Here are the beloved ingredients…
The first thing I did was prep my ingredients, such as, chop up my thyme, chop my onion, grate my cheese, and cut my cauliflower into florets. “Cut your cauliflower into florets?” you say? Ya, I was a little unsure about this (ok, don’t make fun all you cauliflower pros) before I started so I went to you tube. This video did a good job explaining it.
So the first thing I did after prep was toss my cauliflower florets in some olive oil, salt and pepper and roasted them in the oven for about 25 minutes at 400 degrees F. This alone was so tasty.
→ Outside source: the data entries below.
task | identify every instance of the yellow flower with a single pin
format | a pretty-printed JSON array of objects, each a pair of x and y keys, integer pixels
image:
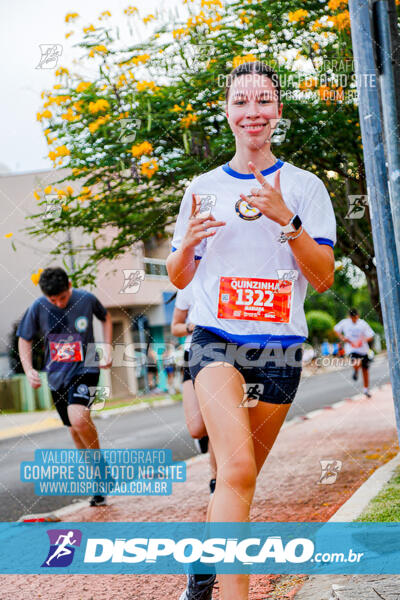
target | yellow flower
[
  {"x": 62, "y": 150},
  {"x": 176, "y": 108},
  {"x": 335, "y": 4},
  {"x": 140, "y": 58},
  {"x": 308, "y": 84},
  {"x": 142, "y": 85},
  {"x": 100, "y": 49},
  {"x": 77, "y": 106},
  {"x": 61, "y": 71},
  {"x": 148, "y": 168},
  {"x": 82, "y": 86},
  {"x": 317, "y": 25},
  {"x": 122, "y": 80},
  {"x": 98, "y": 106},
  {"x": 148, "y": 18},
  {"x": 93, "y": 127},
  {"x": 69, "y": 115},
  {"x": 46, "y": 114},
  {"x": 298, "y": 15},
  {"x": 131, "y": 10},
  {"x": 177, "y": 33},
  {"x": 71, "y": 17},
  {"x": 140, "y": 149},
  {"x": 186, "y": 121},
  {"x": 85, "y": 194},
  {"x": 239, "y": 60}
]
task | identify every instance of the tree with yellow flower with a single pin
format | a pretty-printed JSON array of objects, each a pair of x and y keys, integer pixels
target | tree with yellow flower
[{"x": 153, "y": 116}]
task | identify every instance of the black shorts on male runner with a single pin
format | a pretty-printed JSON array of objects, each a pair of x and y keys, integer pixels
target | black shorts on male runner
[
  {"x": 186, "y": 370},
  {"x": 365, "y": 360},
  {"x": 78, "y": 391},
  {"x": 270, "y": 383}
]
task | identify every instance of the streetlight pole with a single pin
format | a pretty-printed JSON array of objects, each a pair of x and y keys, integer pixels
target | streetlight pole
[
  {"x": 378, "y": 191},
  {"x": 384, "y": 53}
]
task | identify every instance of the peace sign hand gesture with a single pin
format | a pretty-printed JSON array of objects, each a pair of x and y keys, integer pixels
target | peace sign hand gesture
[
  {"x": 198, "y": 226},
  {"x": 269, "y": 198}
]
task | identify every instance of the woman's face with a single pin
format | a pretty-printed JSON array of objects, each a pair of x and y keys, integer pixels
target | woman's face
[{"x": 253, "y": 110}]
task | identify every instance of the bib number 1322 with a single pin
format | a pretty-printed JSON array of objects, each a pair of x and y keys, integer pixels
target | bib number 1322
[{"x": 255, "y": 299}]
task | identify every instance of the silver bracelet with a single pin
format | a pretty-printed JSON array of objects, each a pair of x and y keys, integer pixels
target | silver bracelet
[{"x": 284, "y": 237}]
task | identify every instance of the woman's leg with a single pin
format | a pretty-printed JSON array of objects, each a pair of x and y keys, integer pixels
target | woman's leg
[
  {"x": 193, "y": 417},
  {"x": 266, "y": 419},
  {"x": 220, "y": 392}
]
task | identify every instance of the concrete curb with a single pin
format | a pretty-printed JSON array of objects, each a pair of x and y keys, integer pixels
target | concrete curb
[{"x": 359, "y": 501}]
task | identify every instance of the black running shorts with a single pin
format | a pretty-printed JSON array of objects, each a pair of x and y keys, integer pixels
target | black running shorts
[
  {"x": 269, "y": 381},
  {"x": 79, "y": 391}
]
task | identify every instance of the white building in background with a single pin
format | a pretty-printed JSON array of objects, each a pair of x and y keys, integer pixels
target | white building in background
[{"x": 138, "y": 314}]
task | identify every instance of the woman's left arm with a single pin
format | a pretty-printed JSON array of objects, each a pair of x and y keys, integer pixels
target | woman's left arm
[{"x": 316, "y": 261}]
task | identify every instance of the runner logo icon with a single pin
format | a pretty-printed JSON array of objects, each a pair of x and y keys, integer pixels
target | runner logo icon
[{"x": 62, "y": 547}]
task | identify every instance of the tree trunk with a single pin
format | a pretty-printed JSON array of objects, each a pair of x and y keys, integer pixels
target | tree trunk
[{"x": 373, "y": 288}]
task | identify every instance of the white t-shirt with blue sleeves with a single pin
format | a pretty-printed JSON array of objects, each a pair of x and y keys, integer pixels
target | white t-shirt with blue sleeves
[{"x": 248, "y": 247}]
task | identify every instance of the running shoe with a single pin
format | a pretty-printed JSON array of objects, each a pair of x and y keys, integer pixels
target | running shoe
[
  {"x": 98, "y": 501},
  {"x": 202, "y": 445},
  {"x": 198, "y": 590}
]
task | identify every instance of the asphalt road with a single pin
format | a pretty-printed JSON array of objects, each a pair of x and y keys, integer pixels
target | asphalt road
[{"x": 163, "y": 427}]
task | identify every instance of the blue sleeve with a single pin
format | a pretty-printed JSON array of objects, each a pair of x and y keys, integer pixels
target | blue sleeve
[
  {"x": 29, "y": 325},
  {"x": 98, "y": 309}
]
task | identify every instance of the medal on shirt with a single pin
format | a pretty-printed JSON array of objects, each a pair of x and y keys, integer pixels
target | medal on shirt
[
  {"x": 253, "y": 299},
  {"x": 65, "y": 348},
  {"x": 247, "y": 212}
]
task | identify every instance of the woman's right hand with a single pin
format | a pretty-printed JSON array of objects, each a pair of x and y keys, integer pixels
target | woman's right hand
[
  {"x": 198, "y": 226},
  {"x": 34, "y": 378}
]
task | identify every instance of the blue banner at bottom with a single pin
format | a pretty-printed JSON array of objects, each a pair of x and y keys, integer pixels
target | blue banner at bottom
[{"x": 169, "y": 548}]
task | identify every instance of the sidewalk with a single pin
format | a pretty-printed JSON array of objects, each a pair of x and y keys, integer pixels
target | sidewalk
[{"x": 361, "y": 433}]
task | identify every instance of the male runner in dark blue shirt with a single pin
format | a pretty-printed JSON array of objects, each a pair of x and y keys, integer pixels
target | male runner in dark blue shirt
[{"x": 64, "y": 317}]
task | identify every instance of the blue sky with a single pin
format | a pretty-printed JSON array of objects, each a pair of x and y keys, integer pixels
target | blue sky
[{"x": 24, "y": 25}]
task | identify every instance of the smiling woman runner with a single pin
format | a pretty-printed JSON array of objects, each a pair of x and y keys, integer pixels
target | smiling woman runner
[{"x": 268, "y": 218}]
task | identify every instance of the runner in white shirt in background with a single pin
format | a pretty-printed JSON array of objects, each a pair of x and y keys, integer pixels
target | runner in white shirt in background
[
  {"x": 356, "y": 333},
  {"x": 182, "y": 325},
  {"x": 267, "y": 218}
]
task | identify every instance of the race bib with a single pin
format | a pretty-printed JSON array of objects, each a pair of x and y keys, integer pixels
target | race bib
[
  {"x": 65, "y": 348},
  {"x": 252, "y": 299}
]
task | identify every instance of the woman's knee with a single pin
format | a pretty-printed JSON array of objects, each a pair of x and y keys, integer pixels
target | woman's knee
[
  {"x": 196, "y": 427},
  {"x": 80, "y": 421},
  {"x": 239, "y": 473}
]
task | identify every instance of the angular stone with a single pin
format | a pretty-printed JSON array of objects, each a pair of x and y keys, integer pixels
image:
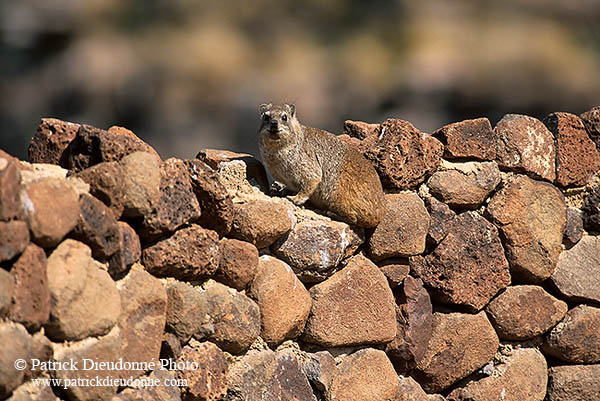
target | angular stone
[
  {"x": 574, "y": 383},
  {"x": 413, "y": 317},
  {"x": 177, "y": 205},
  {"x": 14, "y": 238},
  {"x": 238, "y": 264},
  {"x": 313, "y": 249},
  {"x": 522, "y": 376},
  {"x": 531, "y": 216},
  {"x": 577, "y": 338},
  {"x": 468, "y": 267},
  {"x": 354, "y": 306},
  {"x": 84, "y": 299},
  {"x": 524, "y": 144},
  {"x": 464, "y": 185},
  {"x": 404, "y": 227},
  {"x": 577, "y": 156},
  {"x": 50, "y": 142},
  {"x": 190, "y": 254},
  {"x": 142, "y": 320},
  {"x": 364, "y": 375},
  {"x": 209, "y": 382},
  {"x": 577, "y": 274},
  {"x": 460, "y": 344},
  {"x": 261, "y": 222},
  {"x": 283, "y": 301},
  {"x": 31, "y": 297},
  {"x": 215, "y": 202},
  {"x": 468, "y": 139}
]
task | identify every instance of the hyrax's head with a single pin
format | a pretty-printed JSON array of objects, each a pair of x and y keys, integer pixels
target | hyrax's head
[{"x": 278, "y": 122}]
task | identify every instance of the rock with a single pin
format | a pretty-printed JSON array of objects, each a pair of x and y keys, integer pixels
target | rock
[
  {"x": 521, "y": 377},
  {"x": 283, "y": 301},
  {"x": 577, "y": 156},
  {"x": 190, "y": 254},
  {"x": 141, "y": 183},
  {"x": 404, "y": 227},
  {"x": 354, "y": 306},
  {"x": 468, "y": 267},
  {"x": 313, "y": 249},
  {"x": 142, "y": 320},
  {"x": 238, "y": 264},
  {"x": 577, "y": 274},
  {"x": 31, "y": 296},
  {"x": 52, "y": 209},
  {"x": 16, "y": 343},
  {"x": 97, "y": 227},
  {"x": 14, "y": 238},
  {"x": 209, "y": 382},
  {"x": 531, "y": 216},
  {"x": 468, "y": 139},
  {"x": 525, "y": 311},
  {"x": 364, "y": 375},
  {"x": 50, "y": 142},
  {"x": 107, "y": 183},
  {"x": 576, "y": 339},
  {"x": 177, "y": 205},
  {"x": 234, "y": 319},
  {"x": 129, "y": 251},
  {"x": 215, "y": 202},
  {"x": 87, "y": 355},
  {"x": 92, "y": 145},
  {"x": 261, "y": 222},
  {"x": 403, "y": 156},
  {"x": 460, "y": 344},
  {"x": 464, "y": 185},
  {"x": 524, "y": 144},
  {"x": 84, "y": 299},
  {"x": 574, "y": 383},
  {"x": 413, "y": 317}
]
SO TASTY.
Then I sauteed my onions in my soup pot for about 6 minutes.
After this I added my garlic and thyme and cooked that for about a minute.
Next I added in my vegetable broth and cauliflower florets, brought it to a boil, and then let the mixture simmer for about 20 minutes with the lid on.
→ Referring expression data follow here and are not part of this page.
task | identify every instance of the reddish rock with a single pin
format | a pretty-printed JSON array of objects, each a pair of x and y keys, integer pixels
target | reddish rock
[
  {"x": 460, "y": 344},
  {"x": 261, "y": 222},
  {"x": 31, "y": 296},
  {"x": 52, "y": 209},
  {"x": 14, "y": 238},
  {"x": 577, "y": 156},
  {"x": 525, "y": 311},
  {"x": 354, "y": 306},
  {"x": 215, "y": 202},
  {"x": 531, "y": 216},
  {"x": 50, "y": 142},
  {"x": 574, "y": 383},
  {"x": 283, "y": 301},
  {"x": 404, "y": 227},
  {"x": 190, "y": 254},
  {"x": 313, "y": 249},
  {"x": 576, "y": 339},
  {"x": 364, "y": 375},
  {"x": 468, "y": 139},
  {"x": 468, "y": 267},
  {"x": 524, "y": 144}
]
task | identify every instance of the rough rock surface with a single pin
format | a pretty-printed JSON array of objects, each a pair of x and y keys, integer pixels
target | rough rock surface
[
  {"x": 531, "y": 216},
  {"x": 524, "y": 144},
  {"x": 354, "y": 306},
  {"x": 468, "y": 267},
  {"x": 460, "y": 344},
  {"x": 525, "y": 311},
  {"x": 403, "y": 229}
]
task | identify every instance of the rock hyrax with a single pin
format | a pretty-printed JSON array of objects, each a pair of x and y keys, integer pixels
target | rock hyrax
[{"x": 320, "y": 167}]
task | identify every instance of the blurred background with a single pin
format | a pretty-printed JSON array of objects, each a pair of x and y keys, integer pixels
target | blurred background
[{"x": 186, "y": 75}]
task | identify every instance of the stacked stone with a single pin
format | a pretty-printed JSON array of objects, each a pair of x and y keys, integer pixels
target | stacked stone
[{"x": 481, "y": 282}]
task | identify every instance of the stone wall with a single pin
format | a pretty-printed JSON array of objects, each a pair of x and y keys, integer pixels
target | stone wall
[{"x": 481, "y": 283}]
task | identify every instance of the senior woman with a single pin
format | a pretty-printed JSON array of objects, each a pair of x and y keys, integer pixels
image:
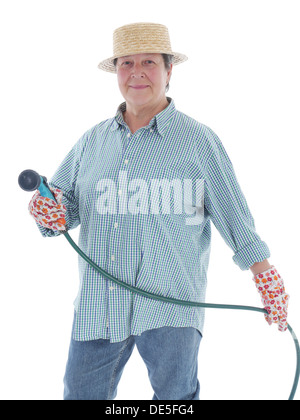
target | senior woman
[{"x": 116, "y": 182}]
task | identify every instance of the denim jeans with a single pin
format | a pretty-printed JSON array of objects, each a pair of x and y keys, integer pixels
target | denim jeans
[{"x": 94, "y": 368}]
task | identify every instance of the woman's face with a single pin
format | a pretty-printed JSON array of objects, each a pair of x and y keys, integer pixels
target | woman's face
[{"x": 143, "y": 79}]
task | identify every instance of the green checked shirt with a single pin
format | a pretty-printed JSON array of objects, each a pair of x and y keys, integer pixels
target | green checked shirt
[{"x": 144, "y": 203}]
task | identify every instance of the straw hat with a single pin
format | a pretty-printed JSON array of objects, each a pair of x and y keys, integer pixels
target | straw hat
[{"x": 139, "y": 38}]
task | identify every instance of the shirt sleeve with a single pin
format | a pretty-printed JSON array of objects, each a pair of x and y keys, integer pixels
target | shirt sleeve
[{"x": 228, "y": 209}]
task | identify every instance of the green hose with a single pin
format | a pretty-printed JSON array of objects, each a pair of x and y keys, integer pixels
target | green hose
[{"x": 142, "y": 292}]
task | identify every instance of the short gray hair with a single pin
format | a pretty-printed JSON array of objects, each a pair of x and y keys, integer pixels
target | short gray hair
[{"x": 168, "y": 60}]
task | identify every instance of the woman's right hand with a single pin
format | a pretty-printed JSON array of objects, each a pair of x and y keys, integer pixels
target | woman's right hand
[{"x": 47, "y": 212}]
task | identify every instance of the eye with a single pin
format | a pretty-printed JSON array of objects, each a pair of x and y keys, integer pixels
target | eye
[{"x": 126, "y": 63}]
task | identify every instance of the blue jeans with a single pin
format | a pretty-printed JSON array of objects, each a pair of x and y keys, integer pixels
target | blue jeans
[{"x": 94, "y": 368}]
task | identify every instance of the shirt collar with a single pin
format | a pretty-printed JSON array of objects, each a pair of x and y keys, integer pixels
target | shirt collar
[{"x": 161, "y": 121}]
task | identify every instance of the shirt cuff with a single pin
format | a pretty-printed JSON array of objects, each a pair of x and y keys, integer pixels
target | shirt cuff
[{"x": 254, "y": 252}]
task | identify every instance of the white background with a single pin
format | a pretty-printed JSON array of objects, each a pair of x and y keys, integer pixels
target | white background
[{"x": 242, "y": 80}]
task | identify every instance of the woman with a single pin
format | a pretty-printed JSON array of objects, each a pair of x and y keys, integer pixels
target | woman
[{"x": 144, "y": 186}]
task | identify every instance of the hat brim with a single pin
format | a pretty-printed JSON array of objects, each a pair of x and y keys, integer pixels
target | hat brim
[{"x": 108, "y": 64}]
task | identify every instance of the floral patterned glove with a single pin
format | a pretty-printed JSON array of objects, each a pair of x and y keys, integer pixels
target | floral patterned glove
[
  {"x": 274, "y": 298},
  {"x": 47, "y": 212}
]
Once this was done I pureed the soup with my hand blender (my favorite new kitchen tool!), I added in the cheese until it was melted, and then I added in my heavy cream. Make sure you taste your soup before serving and add in salt and pepper until you get it to the exact taste that you like. Adding salt and pepper make such a difference… don’t skip this step. Just add a bit at a time and taste and keep adding if you think it needs it. When it tastes like heaven, then stop.
Next, I put some bread in the oven to make it extra crispy… this became the vehicle of getting the soup inside my mouth. yum.
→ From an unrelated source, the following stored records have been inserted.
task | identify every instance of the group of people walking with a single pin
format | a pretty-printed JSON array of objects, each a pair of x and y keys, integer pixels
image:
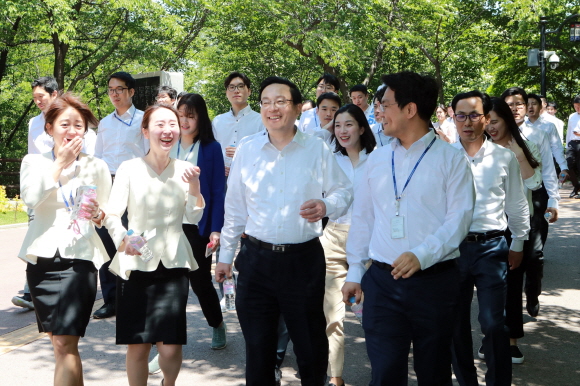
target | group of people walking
[{"x": 429, "y": 221}]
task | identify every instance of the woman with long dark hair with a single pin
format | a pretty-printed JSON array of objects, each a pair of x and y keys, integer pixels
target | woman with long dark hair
[
  {"x": 504, "y": 131},
  {"x": 63, "y": 256},
  {"x": 354, "y": 141}
]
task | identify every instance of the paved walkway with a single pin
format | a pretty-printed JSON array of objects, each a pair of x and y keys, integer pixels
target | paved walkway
[{"x": 550, "y": 347}]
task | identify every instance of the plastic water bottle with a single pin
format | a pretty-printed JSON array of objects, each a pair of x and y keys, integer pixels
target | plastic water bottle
[
  {"x": 140, "y": 244},
  {"x": 230, "y": 294},
  {"x": 84, "y": 194},
  {"x": 356, "y": 308},
  {"x": 561, "y": 180}
]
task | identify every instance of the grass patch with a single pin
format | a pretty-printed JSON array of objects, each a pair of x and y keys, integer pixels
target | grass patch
[{"x": 8, "y": 218}]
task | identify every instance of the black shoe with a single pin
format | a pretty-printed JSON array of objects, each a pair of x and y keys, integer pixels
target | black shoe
[
  {"x": 517, "y": 356},
  {"x": 106, "y": 311},
  {"x": 533, "y": 307}
]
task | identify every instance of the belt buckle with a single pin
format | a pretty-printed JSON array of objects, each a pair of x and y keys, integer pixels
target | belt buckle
[{"x": 278, "y": 248}]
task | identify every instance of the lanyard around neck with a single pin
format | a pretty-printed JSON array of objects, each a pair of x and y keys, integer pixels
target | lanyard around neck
[
  {"x": 122, "y": 121},
  {"x": 397, "y": 195},
  {"x": 188, "y": 153}
]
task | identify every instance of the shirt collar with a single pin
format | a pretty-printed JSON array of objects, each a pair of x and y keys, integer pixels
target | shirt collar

Now I know this soup looks simple and unassuming, but trust me, it’s packed with flavor. Just do me a favor and try it. I got this recipe from a new blog I stumbled upon called Closet Cooking. I am so glad I stumbled onto this recipe. It is life changing.
Roasted Cauliflower and Aged White Cheddar Soup
This serves about 4 people. We just made it last us two meals.
✔1 small head cauliflower, cut into florets
✔2 tablespoons oil
✔salt and pepper to taste
✔1 tablespoon oil
✔1 medium onion, diced
✔2 cloves garlic, chopped
✔1 tablespoon thyme, chopped
✔3 cups vegetable broth
✔1 1/2 cups aged white cheddar, shredded
✔1 cup milk or cream
✔salt and pepper to taste
- Toss the cauliflower florets in the oil along with the salt and pepper and arrange them in a single layer on a large baking sheet.
- Roast the cauliflower in a preheated 400F oven until lightly golden brown, about 20-30 minutes.
- Heat the oil in a large sauce pan over medium heat.
- Add the onion and saute until tender, about 5-7 minutes.
- Add the garlic and thyme and saute until fragrant, about a minute.
- Add the broth and cauliflower, bring to a boil, reduce the heat and simmer, covered, for 20 minutes.
- Puree the soup until it reaches your desired consistency with a stick blender.
- Mix in the cheese, let it melt and season with salt and pepper.
- Mix in the milk and remove from heat.